No matter what you study, Monday-Friday classes rarely fully prepare you to tackle the real world. And because of our changing technology, staying relevant in the classroom becomes harder every day. This is especially true for anyone interested in marketing, communications, or entrepreneurship.
According to the most recent IBM C-Suite study, most marketers agree that changing technology is the single most important force shaping marketing. From the rising importance of “big data” to the estimated 26 billion Internet of Things devices we’ll have by 2020, the gap between the skills that marketers have and the skills they need is growing faster than ever.
“Big data, web analytics, mobile, content marketing and social media are the future of marketing but they are also the most difficult skills for which to recruit. This presents a challenge for both marketing employers and educators.”
Thankfully, if marketing, communications, or entrepreneurship interests you, a plethora of online resources exist to help close this gap. As you seek out these opportunities and learn more, you’ll be able to impress a job recruiter, be more prepared to undertake your own venture, and practice your ability to adapt to our changing world.
Here are a few tips to help you start to learn more relevant skills, get a leg up on your peers, and become a better entrepreneur.

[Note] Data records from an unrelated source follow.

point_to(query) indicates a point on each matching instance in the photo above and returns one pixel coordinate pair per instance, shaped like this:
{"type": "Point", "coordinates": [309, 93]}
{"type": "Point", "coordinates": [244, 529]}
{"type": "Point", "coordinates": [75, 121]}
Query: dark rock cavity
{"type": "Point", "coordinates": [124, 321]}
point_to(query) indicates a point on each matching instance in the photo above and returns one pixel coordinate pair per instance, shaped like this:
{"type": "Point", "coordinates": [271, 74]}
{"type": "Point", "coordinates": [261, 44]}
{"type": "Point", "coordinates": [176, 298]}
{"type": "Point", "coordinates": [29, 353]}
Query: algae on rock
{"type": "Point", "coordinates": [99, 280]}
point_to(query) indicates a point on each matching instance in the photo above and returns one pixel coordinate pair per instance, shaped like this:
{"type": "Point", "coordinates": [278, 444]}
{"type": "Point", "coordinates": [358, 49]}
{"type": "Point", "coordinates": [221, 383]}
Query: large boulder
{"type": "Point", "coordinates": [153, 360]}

1. Enroll in an online course
Taking an online lecture series is a great starting point for self-education. Some courses even offer reputable certifications that you can attach to your LinkedIn profile and resume, such as this Inbound Certification through HubSpot, one of the leading SaaS companies for inbound marketing and sales.

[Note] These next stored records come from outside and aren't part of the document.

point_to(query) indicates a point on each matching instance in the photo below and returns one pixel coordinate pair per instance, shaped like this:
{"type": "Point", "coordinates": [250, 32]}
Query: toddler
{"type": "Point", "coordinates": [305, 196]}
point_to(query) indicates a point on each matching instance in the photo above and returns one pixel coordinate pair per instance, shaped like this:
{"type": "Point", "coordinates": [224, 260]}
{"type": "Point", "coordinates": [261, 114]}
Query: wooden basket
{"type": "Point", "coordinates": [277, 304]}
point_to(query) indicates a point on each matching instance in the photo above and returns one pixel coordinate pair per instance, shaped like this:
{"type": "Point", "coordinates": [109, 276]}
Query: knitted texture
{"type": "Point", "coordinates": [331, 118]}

I love HubSpot’s Inbound Certification not only because of how important Inbound Marketing is, but because of the scope of the material and it’s annual update. Oh yea, and it’s free.

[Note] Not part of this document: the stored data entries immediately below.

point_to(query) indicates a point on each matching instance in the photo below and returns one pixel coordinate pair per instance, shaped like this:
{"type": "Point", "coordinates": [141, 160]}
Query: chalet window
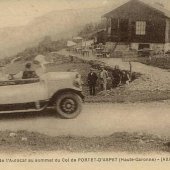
{"type": "Point", "coordinates": [140, 27]}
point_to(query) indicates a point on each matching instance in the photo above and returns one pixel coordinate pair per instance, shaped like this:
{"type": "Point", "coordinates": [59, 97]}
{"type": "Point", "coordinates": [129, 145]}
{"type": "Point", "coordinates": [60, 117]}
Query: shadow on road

There are many marketing, communications, and entrepreneurship books that inform while providing humor and spurring critical thinking. Inbound marketing in particular has a growing number of books which engage, entertain, and add value to your self-education.
A great example is Everybody Writes by Ann Handley, which is a guidebook to creating killer content. Through the author’s casual writing style and use of current examples, this book quickly becomes relevant to anyone writing content in a business setting: from social media interns to professional copywriters.
However, if you prefer to ease into marketing and entrepreneurship books, I’d suggest reading books chronicling the adrenaline-filled stories of well-known entrepreneurs. I enjoyed reading Start Something That Matters by the founder of TOMS shoes as well as Mission In A Bottle by the founders of Honest Tea. Both books highlight the strategies and humorous moments in the early days of startups.
3. Constantly network online
Thanks to social networks, it has never been easier to connect with those with similar personal and professional interests. For students, Twitter and LinkedIn offer a simple way to get a foot in the door with industry professionals.
Leveraging social networks is especially important in marketing because a best practice is to continually engage around content. This provides opportune moments to learn from others’ content, add input, or just say thanks and keep your personal brand alive.
Learn more, sooner.
With a little initiative, students can close the gap between their education and the skills they need to succeed. Not only will those self-taught individuals have more skills as they join the workforce, but they will also be able to better adapt throughout their career.